1)      Recognise that you don’t have to suffer the painful emotions that others do.  This is particularly true for overseas workers away from home.  (As much as I love and appreciate my extended family, I’ve never once looked at pictures on Facebook at Christmas time and felt sad that I wasn’t there.)

2)      Realise that statements such as ‘If you don’t cry when you read this book, you aren’t human’ weren’t written with you in mind.

3)     Some authors will have you believe that all women feel emotions strongly, act a certain way or most desire a particular thing.  Books with these claims were apparently written by people who haven’t interacted with a wide enough range of women.

4)      Be grateful for the abilities God has given you.  If you are the only non-emotional person in your group of friends, you can bring a unique perspective to a situation. (Some of my deepest friendships work so well because we are different from each other in the area of emotions, so help each other achieve balance in our thinking and feeling.)

5)      Recognise that other people’s emotions can be a massive force in their lives, even if you can’t understand why they are upset.

6)      You don’t have to understand people’s emotions in order to help them.

7)      Often the best thing you can do is just to listen. (You may later have the chance to help with the practical issues; but first listen.)

8)      Listening is not a waste of time.  It’s often extremely helpful for people to process their emotions by talking. 

9)      Good listening involves acknowledging or clarifying what people have said. Again, the feelings don’t have to make sense to you.  You can still say things like, “It sounds like you felt really sad.” or  “How are you feeling about it all right now?”.

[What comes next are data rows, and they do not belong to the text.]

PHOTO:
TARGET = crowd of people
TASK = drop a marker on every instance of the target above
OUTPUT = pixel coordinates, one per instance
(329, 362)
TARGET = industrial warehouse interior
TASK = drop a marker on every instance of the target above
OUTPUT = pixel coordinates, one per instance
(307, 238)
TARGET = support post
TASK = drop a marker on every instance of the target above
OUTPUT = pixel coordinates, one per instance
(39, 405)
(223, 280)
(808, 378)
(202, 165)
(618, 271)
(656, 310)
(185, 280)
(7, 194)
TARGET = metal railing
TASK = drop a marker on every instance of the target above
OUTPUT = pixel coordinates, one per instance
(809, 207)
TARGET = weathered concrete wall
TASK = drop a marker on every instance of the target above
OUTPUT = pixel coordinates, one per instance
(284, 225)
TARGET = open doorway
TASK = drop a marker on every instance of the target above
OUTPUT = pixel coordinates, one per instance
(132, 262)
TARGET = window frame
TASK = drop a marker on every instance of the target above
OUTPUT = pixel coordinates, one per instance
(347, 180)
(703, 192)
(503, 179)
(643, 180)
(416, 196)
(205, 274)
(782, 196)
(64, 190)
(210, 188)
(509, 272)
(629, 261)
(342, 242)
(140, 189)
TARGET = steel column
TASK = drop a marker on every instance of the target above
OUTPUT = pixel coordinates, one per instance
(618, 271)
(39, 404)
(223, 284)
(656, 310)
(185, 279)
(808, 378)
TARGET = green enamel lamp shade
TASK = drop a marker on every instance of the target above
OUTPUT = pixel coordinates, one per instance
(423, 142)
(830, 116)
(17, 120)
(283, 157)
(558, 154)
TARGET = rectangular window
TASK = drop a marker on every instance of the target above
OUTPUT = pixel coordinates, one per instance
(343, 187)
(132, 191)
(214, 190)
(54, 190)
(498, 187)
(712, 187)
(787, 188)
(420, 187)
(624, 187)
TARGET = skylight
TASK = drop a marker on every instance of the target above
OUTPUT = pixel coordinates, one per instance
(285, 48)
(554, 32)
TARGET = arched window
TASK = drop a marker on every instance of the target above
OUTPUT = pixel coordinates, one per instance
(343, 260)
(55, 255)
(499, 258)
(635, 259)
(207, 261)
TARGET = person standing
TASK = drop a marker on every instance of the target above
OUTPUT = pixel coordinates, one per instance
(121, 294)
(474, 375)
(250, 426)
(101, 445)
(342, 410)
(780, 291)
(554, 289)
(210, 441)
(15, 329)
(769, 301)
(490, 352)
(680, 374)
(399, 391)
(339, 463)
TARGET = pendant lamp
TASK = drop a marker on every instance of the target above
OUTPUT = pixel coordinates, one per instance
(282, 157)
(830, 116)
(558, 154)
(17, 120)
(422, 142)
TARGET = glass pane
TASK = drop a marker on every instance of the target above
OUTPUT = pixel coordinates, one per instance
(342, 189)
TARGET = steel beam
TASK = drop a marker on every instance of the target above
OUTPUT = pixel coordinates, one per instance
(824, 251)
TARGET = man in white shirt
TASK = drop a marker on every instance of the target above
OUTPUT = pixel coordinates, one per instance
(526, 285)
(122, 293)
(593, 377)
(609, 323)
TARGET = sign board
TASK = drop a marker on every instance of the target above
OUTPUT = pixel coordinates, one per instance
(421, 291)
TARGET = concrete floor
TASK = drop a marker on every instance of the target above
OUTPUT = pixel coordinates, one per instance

10)  Be gracious when people don’t respond to your own issues in the way you would most like, or when people assume you feel something that you don’t.  For instance, I realised years ago that when someone said, “I’m sorry to hear your relative died”, it would have been better to have responded with “thanks” than with “It’s ok – she was old”. 

11)  If you have children, listen out for their feelings too.  When they come home from school bubbling over with a story of something that’s affected them, or are clearly distressed, take the time to listen to their perspective, letting them share how they feel without immediately jumping in with solutions.   

If you have any tips to add, I'd love to hear from you in the comments section!

Monday, May 16, 2016

Medical Stress

Of all the issues in life, it seems silly that my children's minor medical issues are what so often cause me the most stress. 

We are fortunate to have great doctors and nurses here where we live, and we are grateful to be free from serious medical problems, but I still stress about things like:

- Should I take my child to the clinic? 

- Do I assume it's a virus or might it be an infection that needs treatment?

- Is my child's asthma bad enough right now to need a doctor?

- Can I send them back to school yet?

It seems like all my desires and insecurities are battling together:

* My hatred of making decisions
* My (often hidden) desire for excitement and attention
* My fear of putting people out
* Not wanting to be seen as ridiculous
* Wanting to follow black-and-white rules
* My dislike of staying home with ill children

One thing I know is that I need to get over my fear of getting it wrong.  I have to remind myself regularly that I'm a human and am not all-knowing or all-wise.  It's good to be aware of all my motives, but sometimes I'll think it all through carefully and still get it wrong.  And that's ok.  And if ok with that, I'll spend less energy stressing about the little things.